Que pensez-vous du mot "mobile" pour téléphone portable en français? Je suis anglais, et je sais, bien sûr, ce que veut-dire "mobile" - en anglais ça veut dire "portable" (ou bien quelque chose qui se déplace, au lieu d'être basé dans un seul endroit). Cependant en français, traditionellement, un mobile est ce qu'on appelle "a motive" en anglais - une raison pour commettre un crime, n'est-ce-pas? Je ne vois pas la nécessaité d'utiliser un mot anglais quand il existe "portable"qui est un mot court, qui veut dire la même chose. Ou est-ce que je me trompe et en effet le mot "mobile" existait pour signifier "portable" déja en français? Peut-être de toute façon n'est-ce-pas trop important - je n'ai pas besoin d'essayer d'être plus français que les Français.

*Note des modérateurs :* Plusieurs fils ont été fusionnés pour créer celui-ci.


----------



## Punky Zoé

Il me semble que dire mobile en français pour un portable est un emprunt à l'anglais, mais peut-être que je me trompe.

Ceci dit portable est largement plus répandu que mobile.

Mobile a d'autres sens en Français (sans parler de l'adjectif) pour désigner tout ce qui bouge, et notamment  les constructions légères qui bougent avec le vent.


----------



## itka

Je ne sais pas si j'ai bien compris.
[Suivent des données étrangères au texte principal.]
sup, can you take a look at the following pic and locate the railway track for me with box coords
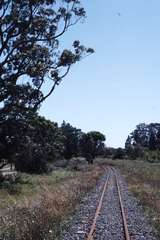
[63,167,156,240]
[87,167,131,240]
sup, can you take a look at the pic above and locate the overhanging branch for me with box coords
[33,65,71,110]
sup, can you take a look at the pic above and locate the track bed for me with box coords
[62,168,156,240]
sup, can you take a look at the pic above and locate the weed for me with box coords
[0,165,105,240]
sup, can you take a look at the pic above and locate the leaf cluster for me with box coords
[0,0,94,114]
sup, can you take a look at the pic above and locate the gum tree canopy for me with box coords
[0,0,93,115]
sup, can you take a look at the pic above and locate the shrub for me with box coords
[15,145,49,174]
[143,150,160,163]
[113,148,126,159]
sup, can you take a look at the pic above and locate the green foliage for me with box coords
[0,114,65,173]
[113,148,125,159]
[126,145,144,160]
[126,123,160,150]
[15,147,49,174]
[61,121,82,159]
[0,0,93,115]
[143,150,160,163]
[28,116,65,162]
[1,181,22,195]
[104,147,116,158]
[125,123,160,161]
[0,0,96,174]
[0,0,95,173]
[0,173,23,195]
[60,122,106,162]
[79,131,106,163]
[0,116,27,167]
[0,115,106,172]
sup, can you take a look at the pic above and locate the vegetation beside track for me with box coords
[121,161,160,238]
[0,165,106,240]
[1,158,160,239]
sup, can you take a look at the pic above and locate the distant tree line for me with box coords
[103,123,160,162]
[103,147,126,160]
[125,123,160,162]
[0,114,106,173]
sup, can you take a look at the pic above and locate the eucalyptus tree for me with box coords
[0,0,94,115]
[0,0,93,168]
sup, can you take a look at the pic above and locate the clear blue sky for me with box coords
[40,0,160,148]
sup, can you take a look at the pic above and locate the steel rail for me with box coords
[86,167,131,240]
[86,170,111,240]
[114,168,131,240]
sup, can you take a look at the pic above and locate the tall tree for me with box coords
[0,0,94,115]
[80,131,106,163]
[8,114,65,173]
[61,121,83,159]
[0,0,93,169]
[125,123,160,159]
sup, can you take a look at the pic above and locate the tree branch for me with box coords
[0,0,10,18]
[33,65,71,110]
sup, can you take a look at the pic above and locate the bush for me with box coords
[143,150,160,163]
[113,148,125,159]
[2,182,22,195]
[15,145,49,174]
[0,172,23,194]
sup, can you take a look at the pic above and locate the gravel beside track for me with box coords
[62,170,109,240]
[62,168,157,240]
[117,172,156,240]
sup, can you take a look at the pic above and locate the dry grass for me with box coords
[0,170,76,209]
[119,161,160,238]
[0,165,106,240]
[1,159,159,239]
[96,158,160,238]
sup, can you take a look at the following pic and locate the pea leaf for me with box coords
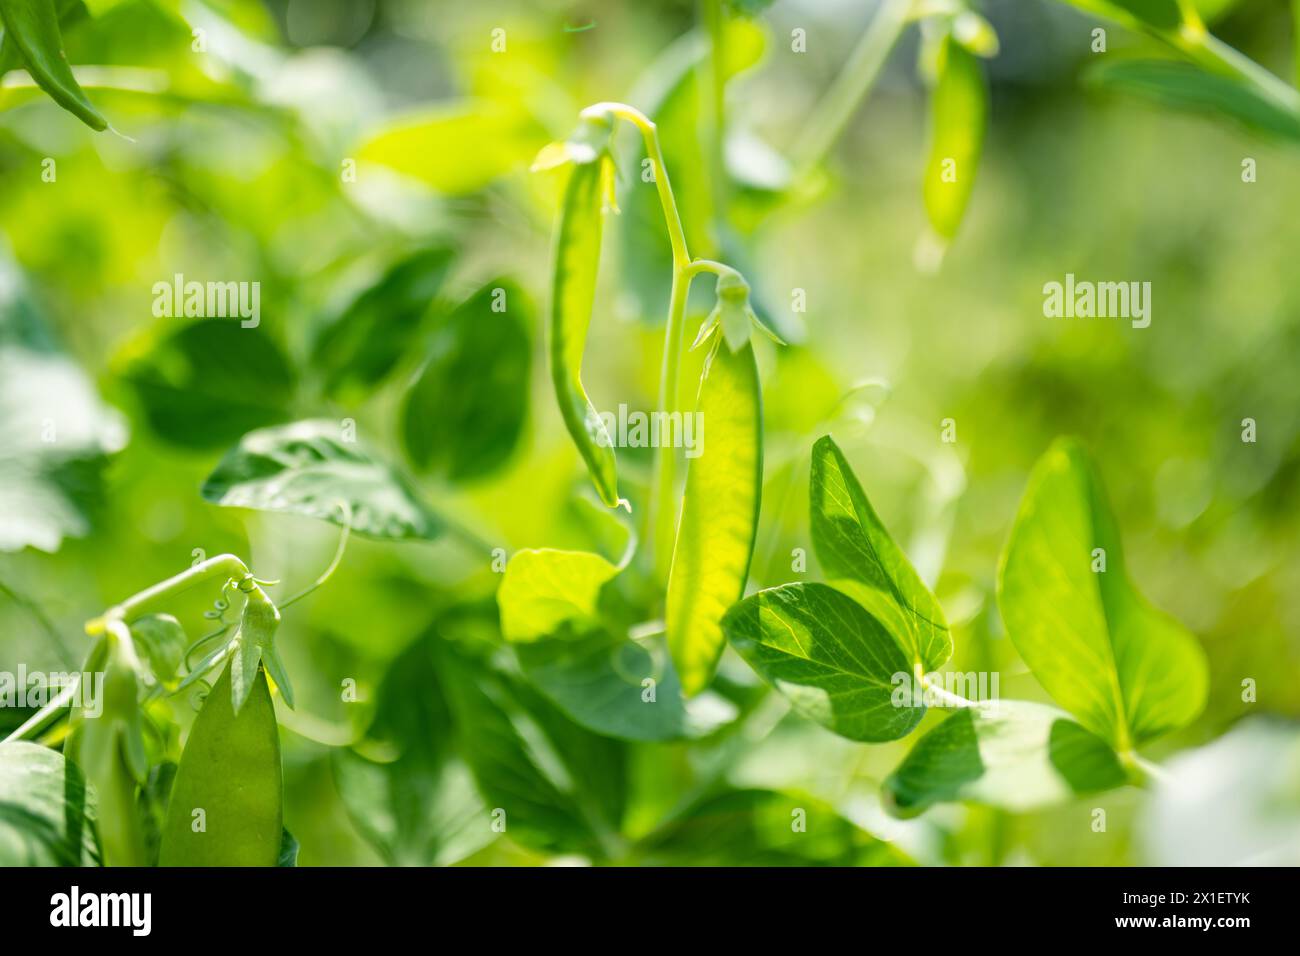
[810,435,951,672]
[923,34,988,241]
[498,548,620,643]
[401,278,531,481]
[201,419,443,541]
[514,630,737,742]
[438,646,619,856]
[636,789,914,866]
[722,582,924,742]
[1086,59,1300,143]
[115,319,294,450]
[883,701,1129,817]
[0,0,107,130]
[276,828,299,867]
[0,256,127,553]
[332,636,495,866]
[311,247,454,401]
[0,741,100,866]
[355,102,547,194]
[997,439,1208,752]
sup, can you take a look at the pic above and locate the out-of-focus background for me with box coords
[1,0,1298,866]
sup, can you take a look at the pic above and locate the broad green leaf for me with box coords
[128,613,186,687]
[514,630,737,742]
[997,439,1208,751]
[1086,59,1300,143]
[666,337,762,696]
[311,247,454,401]
[498,548,619,643]
[922,34,987,241]
[636,789,913,866]
[1054,0,1184,33]
[356,101,547,194]
[114,319,294,450]
[0,0,107,129]
[883,701,1129,817]
[547,152,623,508]
[0,741,99,866]
[201,419,442,541]
[401,278,531,481]
[722,582,924,742]
[810,435,951,672]
[159,663,282,866]
[332,636,495,866]
[438,646,617,856]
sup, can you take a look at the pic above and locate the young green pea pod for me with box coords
[538,116,628,510]
[0,0,107,130]
[921,32,989,246]
[665,317,764,696]
[158,662,283,866]
[65,627,149,866]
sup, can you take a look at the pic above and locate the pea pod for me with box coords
[922,33,987,241]
[66,630,149,866]
[0,0,107,130]
[665,330,763,695]
[548,151,624,509]
[158,663,282,866]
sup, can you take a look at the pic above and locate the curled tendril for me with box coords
[279,501,352,611]
[202,578,237,621]
[188,680,212,711]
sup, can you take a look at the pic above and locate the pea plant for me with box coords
[0,0,1292,869]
Tu veux dire qu'il y a des gens qui emploient "mobile" pour désigner un téléphone "portable" ?

Je n'ai jamais entendu ça, mais pourquoi pas ? Ca ne me choquerait pas du tout. Le mot "mobile" est tout aussi français. Il signifie ... le contraire de "immobile" , donc un téléphone mobile est un téléphone qu'on peut déplacer.

Un téléphone portable, on peut le porter... 
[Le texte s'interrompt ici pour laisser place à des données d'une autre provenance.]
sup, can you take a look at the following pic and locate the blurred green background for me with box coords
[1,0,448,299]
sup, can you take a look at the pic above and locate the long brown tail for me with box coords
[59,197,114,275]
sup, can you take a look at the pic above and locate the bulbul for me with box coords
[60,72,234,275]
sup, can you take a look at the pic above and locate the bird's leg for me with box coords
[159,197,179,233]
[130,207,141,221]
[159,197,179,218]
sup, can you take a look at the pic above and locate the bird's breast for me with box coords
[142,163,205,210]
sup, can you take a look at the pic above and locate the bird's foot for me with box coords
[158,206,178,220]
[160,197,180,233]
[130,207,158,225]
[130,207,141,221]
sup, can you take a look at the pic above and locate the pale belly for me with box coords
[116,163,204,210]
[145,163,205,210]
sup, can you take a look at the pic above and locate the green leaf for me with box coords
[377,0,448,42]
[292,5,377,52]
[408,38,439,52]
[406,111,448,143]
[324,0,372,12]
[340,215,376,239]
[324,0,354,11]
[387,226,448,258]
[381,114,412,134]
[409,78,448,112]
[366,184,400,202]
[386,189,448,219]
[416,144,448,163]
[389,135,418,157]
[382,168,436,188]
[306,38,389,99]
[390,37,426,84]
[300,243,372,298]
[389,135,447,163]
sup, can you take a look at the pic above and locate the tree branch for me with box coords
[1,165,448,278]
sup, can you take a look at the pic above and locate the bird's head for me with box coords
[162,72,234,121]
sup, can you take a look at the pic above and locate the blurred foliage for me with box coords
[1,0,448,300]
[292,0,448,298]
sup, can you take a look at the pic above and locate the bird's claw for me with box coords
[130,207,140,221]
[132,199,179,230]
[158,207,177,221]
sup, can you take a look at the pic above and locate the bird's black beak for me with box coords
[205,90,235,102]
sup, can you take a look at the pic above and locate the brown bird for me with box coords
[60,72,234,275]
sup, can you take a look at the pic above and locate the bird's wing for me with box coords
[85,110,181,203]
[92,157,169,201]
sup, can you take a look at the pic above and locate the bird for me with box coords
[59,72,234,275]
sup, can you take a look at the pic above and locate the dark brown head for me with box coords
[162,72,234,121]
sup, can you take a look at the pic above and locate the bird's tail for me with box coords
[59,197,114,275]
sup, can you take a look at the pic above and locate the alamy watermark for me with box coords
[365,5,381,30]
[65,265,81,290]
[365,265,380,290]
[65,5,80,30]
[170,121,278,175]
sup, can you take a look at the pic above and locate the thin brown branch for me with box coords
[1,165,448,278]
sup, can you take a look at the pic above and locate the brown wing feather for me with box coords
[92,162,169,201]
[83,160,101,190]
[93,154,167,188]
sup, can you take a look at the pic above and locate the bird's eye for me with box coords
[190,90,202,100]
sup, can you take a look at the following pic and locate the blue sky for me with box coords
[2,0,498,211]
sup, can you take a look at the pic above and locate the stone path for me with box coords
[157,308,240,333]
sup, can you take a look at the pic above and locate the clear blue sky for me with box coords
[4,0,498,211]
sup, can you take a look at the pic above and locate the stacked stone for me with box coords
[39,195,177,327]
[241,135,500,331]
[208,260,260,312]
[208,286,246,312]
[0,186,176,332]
Généralement, un téléphone ne se déplace pas tout seul, d'où je pense, la préférence de "portable"... mais franchement, l'un ou l'autre ne fait guère de différence d'un point de vue linguistique.


----------



## orlando09

OK, merci. Donc, si ce sens existe bel et bien en français déja, il n'y a pas de quoi inquiéter l'Académie Française! Je dois dire que là où j'habite (Les Alpes-Maritimes) j`entende beaucoup plus souvent "un mobile" qu'un "portable" (...).


----------



## Anne345

Un mobile se déplace ou peut être déplacé. La preuve, il a fallu préciser "*auto*mobile". Ce qui prouve aussi que l'usage de mobile en français est assez ancien. 
Ce qui me gène avec portable, c'est qu'on ne sait pas si l'on parle du téléphone ou de l'ordinateur. 
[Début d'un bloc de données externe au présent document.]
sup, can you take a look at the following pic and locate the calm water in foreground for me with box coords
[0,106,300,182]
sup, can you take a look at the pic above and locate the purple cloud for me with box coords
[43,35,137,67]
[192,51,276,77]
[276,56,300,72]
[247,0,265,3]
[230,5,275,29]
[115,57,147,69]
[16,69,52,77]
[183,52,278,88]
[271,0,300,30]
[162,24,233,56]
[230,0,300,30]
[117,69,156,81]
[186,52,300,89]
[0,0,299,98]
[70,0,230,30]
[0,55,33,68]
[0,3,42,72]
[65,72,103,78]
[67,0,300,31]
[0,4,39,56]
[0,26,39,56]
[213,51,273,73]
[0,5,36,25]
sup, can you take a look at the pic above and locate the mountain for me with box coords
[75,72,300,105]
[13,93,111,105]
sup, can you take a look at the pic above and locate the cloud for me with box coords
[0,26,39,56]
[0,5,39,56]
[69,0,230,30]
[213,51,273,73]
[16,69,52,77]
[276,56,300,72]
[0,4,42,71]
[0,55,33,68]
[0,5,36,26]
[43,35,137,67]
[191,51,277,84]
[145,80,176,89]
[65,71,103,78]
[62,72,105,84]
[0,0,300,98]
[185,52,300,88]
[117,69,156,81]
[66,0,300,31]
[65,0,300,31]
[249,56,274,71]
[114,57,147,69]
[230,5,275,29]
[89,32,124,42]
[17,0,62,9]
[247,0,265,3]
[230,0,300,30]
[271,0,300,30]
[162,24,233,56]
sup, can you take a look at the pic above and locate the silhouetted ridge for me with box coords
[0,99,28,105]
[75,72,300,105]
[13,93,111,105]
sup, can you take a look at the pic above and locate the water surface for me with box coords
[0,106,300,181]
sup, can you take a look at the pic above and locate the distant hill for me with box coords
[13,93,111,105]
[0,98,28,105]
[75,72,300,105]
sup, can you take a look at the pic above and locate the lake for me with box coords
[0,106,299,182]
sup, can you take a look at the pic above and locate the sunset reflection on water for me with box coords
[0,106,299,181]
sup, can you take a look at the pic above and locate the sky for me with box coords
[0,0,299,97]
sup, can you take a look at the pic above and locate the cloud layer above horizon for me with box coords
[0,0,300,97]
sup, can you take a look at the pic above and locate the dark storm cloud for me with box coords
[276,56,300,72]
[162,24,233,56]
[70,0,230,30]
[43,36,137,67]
"_Un téléphone mobile, également nommé téléphone portable (ou simplement mobile et portable), téléphone cellulaire (en Amérique du Nord), natel (en Suisse), GSM ou familièrement G (en Belgique), permet  ..."_ (Wikipédia)

Vous préférez la version belge ?


----------



## sirine2

salut,

En Belgique, nous ne disons ni mobile, ni cellulaire ni portable (quelques fois), on dit GSM.

et pour le laptop, on dit portable.


----------



## orlando09

(...) Reçemment je suis allé dans un magasin de SFR, un magasin d'Orange et un magasin indépendent de portables/mobiles (...) et ils ont tous parlé de "mobiles". Je cherche a acheter un nouveau objet de ce genre..

PS on le dit à la française - pas mohbaïl - comme en anglais.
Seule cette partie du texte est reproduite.